Erthmun's mother couldn't believe the story that she had never told. The story of her son and her other children and her husband—God rest his soul (wherever God was keeping it). She couldn't believe she had never told that story, and couldn't believe, either, that it had happened, although she knew only too well that it had happened. Erthmun himself had been produced because of it, and Erthmun was undeniable.
She didn't like looking at herself in mirrors and hating what she saw—a woman on the verge of disintegration. She hated her poetry, too—it was so self-indulgent now, so full of the angst of the aged and the depressed trying hard to avoid cynicism.

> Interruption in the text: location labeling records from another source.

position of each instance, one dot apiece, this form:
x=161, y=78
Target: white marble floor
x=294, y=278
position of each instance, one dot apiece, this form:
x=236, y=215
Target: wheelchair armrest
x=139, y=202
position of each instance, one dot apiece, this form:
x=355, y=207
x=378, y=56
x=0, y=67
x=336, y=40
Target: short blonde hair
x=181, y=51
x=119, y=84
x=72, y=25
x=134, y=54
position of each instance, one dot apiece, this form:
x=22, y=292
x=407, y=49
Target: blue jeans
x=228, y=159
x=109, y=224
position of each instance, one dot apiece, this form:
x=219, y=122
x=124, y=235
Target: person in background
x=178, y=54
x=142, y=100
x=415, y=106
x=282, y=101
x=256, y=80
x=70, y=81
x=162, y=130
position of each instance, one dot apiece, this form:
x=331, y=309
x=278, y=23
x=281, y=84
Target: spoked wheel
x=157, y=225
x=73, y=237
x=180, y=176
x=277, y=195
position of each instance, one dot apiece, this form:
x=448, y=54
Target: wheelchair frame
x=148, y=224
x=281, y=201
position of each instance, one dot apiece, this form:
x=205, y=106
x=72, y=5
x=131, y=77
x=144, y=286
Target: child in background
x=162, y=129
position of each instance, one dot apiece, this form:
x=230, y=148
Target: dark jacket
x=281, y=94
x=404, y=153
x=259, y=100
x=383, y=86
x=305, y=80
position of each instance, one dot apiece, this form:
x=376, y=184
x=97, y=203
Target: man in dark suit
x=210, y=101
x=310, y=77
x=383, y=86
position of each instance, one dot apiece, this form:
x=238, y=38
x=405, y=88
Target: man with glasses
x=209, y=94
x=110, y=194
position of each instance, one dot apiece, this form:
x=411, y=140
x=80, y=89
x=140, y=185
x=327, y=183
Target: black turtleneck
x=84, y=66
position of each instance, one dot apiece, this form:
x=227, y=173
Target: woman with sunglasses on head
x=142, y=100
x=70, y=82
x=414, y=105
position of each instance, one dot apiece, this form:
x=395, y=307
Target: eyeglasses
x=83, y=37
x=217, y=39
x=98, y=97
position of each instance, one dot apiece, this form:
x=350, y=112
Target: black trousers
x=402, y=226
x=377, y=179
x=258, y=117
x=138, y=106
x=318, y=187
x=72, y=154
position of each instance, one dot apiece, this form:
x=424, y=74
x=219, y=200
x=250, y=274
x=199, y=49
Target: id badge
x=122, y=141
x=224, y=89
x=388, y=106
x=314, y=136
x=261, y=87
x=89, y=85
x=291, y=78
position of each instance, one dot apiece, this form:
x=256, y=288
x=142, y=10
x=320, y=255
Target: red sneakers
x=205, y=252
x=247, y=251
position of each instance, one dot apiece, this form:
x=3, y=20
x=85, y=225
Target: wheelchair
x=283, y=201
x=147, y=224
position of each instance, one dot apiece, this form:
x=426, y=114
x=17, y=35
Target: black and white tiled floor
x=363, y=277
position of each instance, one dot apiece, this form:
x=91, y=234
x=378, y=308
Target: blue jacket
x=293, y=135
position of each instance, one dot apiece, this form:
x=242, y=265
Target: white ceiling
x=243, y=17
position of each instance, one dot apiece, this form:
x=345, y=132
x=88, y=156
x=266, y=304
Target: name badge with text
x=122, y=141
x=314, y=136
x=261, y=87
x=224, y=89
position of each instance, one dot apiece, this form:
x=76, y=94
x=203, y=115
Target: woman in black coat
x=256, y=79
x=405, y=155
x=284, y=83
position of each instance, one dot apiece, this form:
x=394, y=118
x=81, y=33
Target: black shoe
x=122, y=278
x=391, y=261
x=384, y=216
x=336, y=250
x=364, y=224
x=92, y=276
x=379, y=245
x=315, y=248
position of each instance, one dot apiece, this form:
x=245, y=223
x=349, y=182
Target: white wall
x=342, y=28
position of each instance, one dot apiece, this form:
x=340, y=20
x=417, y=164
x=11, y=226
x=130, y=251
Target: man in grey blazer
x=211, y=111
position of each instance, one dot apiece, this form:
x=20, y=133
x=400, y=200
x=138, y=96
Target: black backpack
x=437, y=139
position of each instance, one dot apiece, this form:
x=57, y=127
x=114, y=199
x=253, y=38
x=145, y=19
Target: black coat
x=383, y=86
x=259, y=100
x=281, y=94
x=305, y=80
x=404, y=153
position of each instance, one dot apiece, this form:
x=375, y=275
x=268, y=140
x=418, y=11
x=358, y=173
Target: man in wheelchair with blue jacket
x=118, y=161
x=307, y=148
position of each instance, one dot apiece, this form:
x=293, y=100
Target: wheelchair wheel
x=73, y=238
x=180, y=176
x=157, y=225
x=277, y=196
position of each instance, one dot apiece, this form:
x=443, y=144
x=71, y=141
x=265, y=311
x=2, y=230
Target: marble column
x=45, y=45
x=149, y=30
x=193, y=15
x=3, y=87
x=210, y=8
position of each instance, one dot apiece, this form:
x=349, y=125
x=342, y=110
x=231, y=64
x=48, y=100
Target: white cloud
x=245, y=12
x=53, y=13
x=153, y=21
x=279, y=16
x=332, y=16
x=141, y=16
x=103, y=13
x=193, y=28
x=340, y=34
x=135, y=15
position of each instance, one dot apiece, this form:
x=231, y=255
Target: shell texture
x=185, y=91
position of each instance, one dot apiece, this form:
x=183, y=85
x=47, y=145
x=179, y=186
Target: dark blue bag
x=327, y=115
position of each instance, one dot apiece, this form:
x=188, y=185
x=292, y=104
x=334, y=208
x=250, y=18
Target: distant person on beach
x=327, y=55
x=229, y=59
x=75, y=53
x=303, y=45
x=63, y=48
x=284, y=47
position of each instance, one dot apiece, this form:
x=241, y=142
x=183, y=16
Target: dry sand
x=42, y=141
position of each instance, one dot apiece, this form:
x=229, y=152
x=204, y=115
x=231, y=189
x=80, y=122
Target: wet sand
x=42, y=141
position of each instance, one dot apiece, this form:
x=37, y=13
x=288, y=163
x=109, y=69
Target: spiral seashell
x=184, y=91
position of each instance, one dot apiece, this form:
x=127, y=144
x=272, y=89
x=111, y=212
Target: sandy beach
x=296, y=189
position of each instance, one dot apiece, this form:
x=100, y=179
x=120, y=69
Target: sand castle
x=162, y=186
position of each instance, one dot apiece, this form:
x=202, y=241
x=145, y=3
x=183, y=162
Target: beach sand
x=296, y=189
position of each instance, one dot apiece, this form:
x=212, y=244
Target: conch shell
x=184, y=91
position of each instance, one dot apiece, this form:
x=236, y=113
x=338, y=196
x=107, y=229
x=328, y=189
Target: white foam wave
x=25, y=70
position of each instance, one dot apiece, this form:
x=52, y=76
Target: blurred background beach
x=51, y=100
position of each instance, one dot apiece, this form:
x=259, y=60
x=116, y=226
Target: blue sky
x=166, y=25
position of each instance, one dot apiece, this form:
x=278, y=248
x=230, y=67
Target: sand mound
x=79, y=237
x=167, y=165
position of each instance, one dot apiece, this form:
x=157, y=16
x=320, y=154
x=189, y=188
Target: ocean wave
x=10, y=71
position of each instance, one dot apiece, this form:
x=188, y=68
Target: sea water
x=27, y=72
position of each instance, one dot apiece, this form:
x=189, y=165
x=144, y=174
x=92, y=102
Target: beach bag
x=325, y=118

But it was wonderful knowing so much more about the universe than anyone else. It gave her a feeling that she harbored a secret she would never share becau
se only she could understand it, because only she could understand her son and the others like him, who were so unlike him. It was like harboring the secret of creation itself, and it made her feel all knowing and all-powerful (because she was all knowing), even in the midst of disintegration.
Chapter Four
When Detective Vetris Gambol awoke, he found, and not for the first time, that his cat was sitting on his chest, kneading and purring with great pleasure. The cat's name was Villain and he was very large and usually quite unfriendly and standoffish, except when Vetris Gambol slept. At other times, it was all Vetris could do to get even a glimpse of him. Vetris fed him by putting a small plate of canned cat food on the kitchen floor and leaving the room. If Vetris tried to look in on Villain surreptitiously, Villain almost always seemed to know and ran off.

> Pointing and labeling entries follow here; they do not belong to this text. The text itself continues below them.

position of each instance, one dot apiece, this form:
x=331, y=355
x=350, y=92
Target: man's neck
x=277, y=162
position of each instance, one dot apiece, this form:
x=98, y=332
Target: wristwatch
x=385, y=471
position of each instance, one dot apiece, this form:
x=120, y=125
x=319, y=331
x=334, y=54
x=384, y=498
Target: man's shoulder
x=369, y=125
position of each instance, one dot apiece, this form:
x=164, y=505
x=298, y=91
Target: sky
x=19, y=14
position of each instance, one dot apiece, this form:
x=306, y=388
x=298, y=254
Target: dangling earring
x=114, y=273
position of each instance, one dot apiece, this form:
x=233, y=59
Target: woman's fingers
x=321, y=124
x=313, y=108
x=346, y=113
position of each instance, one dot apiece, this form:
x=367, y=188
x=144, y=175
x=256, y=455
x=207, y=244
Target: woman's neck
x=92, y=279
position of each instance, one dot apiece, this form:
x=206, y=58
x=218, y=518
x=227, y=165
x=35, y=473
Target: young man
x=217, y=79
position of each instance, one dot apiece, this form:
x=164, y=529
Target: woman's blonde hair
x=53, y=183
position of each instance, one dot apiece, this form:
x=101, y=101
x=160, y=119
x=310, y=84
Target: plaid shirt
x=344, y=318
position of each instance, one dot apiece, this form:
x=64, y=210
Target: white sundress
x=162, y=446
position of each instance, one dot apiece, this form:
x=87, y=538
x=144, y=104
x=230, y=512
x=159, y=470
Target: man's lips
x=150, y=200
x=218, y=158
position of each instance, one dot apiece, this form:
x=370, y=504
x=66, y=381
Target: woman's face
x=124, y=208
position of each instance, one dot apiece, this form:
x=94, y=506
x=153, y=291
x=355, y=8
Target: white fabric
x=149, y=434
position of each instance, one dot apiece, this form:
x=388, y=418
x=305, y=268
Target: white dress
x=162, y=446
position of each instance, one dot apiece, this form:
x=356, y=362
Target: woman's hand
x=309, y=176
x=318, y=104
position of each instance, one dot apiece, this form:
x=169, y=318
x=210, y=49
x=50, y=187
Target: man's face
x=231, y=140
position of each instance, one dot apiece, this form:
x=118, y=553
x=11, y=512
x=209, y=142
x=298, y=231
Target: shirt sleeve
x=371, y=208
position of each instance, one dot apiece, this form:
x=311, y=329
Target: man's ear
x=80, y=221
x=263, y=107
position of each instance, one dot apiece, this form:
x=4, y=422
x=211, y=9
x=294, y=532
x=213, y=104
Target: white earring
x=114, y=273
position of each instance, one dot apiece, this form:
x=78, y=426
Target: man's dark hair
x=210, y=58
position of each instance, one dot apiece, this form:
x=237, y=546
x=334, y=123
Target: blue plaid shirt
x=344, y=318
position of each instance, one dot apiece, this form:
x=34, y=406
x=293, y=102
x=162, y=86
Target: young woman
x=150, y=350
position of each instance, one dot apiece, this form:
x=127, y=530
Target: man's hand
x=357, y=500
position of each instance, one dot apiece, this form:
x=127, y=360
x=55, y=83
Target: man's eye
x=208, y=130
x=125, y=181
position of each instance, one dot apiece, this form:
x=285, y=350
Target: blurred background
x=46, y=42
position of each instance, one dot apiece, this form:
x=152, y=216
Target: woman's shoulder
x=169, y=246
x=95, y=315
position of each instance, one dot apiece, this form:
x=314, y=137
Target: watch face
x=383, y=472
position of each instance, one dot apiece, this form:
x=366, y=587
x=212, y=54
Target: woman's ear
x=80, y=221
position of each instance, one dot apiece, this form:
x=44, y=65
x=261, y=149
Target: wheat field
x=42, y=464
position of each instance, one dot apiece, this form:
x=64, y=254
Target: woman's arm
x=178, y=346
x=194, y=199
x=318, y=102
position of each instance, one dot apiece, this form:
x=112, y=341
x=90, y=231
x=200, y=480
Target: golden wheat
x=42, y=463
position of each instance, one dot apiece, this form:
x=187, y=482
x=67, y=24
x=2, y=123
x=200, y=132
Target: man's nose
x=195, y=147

Vetris had never been able to determine if the cat hated him, was afraid of him, or was simply, and painfully, shy. He thought it was very strange that the cat slept on his chest while he—Vetris—slept, although, at all other times, Vetris couldn't even get near him. Was it, Vetris wondered, because Villain sensed something warm and cozy about him—beneath his gruff exterior—but could only gain access to this warm coziness while he was asleep? Or was it because Vetris was simply immobilized during sleep, and therefore not a threat? Or was it something even deeper, something almost unknowable? Something that existed deep within the noble and nasty and predatory mind of the cat. (Perhaps, Vetris thought with some alarm, Villain was merely waiting for the moment, while Vetris slept, that Vetris's shallow breathing stopped at last and Villain could easily make several tasty meals of him.)